DBRS rates Union on a stand-alone basis and does not assume any credit support from its ultimate parent, Enbridge Inc. (Enbridge; rated BBB (high), Stable by DBRS). On November 2, 2017, Union and Enbridge Gas Distribution Inc. (EGD; rated “A,” Stable by DBRS) filed a Mergers, Acquisitions, Amalgamation and Divestitures application with the Ontario Energy Board (OEB) to amalgamate. Enbridge expects the regulatory review to take the better part of 2018. Enbridge will seek approval from its Board of Directors to proceed with the amalgamation based on an assessment of the final regulatory approvals from the OEB, which is anticipated to take place in Q3 2018. Should the amalgamation not proceed, Union will file a new five-year incentive regulation (IR) framework application for 2019, and beyond. DBRS will continue to monitor the progress of the application as more information becomes available.
DBRS’s assessment of the Company’s business risk considers the supportive cost-of-service-based regulatory framework in Ontario, which provides a vast majority of Union’s earnings. The Company has operated under an IR framework from 2014 to 2018, which allowed for a return on equity of 8.93% and provided predictable cash flows. Natural gas supply costs are passed through to customers, mitigating commodity price risk, with annual rate escalation indexed at 40% of inflation. Major capital expenditures (capex) are pre-approved by the OEB for inclusion in rates as projects are completed and placed in service. DBRS notes that, although the Company’s regulated distribution and storage business accounts for the bulk of Union’s earnings, earnings generated from its unregulated storage business (approximately 12% of EBITDA in 2017) could expose the Company to some earnings volatility. DBRS views this segment as higher risk than the regulated distribution and storage business because of the impact of seasonality on storage demand and rates.

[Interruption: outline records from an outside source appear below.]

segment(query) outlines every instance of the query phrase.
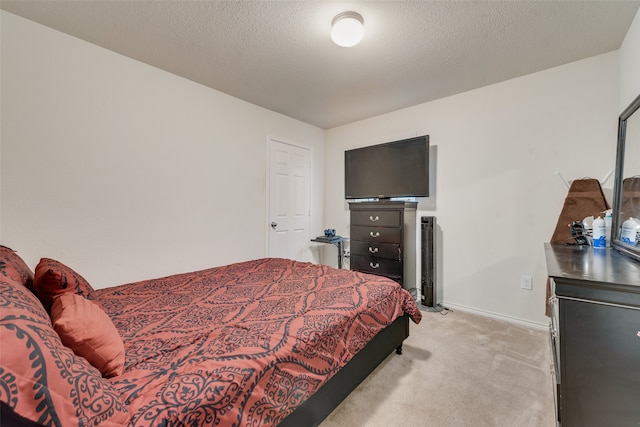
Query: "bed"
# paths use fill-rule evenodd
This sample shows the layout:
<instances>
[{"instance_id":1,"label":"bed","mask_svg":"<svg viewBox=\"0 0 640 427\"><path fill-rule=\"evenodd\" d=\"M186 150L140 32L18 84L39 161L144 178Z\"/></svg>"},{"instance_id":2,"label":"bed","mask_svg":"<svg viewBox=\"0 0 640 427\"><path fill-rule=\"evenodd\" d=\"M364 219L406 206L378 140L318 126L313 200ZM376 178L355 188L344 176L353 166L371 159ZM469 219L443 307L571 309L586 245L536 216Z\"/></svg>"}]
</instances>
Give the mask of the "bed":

Union’s credit metrics have been pressured over the past few years because of high capex spending, primarily on transmission expansions. DBRS expects Union’s capital spending program to be relatively high at approximately $1.0 billion in 2017 ($751 million spent for the nine months ended September 30, 2017). As major projects (including the 2017 Dawn-Parkway Expansion and the Panhandle Reinforcement Project) were placed in service in the second half of 2017, capex for 2018 is expected to be lower. DBRS expects the incremental full-year cash flow from projects placed in service and the lower capex needs to result in a gradual improvement in credit metrics in 2018. In the medium term, the ratings could come under pressure should the Company fail to maintain its debt-to-capital ratio in line with the regulatory capital structure of 64% debt and 36% equity or should cash flow-to-debt remain below the “A” rating range on a sustained basis.
Notes:
All figures are in Canadian dollars unless otherwise noted.
The principal methodologies are Rating Companies in the Regulated Electric, Natural Gas and Water Utilities Industry (September 2017); DBRS Criteria: Preferred Share and Hybrid Security Criteria for Corporate Issuers (December 2017); and DBRS Criteria: Commercial Paper Liquidity Support for Non-Bank Issuers (March 2017), which can be found on dbrs.com under Methodologies.
The related regulatory disclosures pursuant to the National Instrument 25-101 Designated Rating Organizations are hereby incorporated by reference and can be found by clicking on the link under Related Documents or by contacting us at info@dbrs.com.
The rated entity or its related entities did participate in the rating process for this rating action. DBRS had access to the accounts and other relevant internal documents of the rated entity or its related entities in connection with this rating action.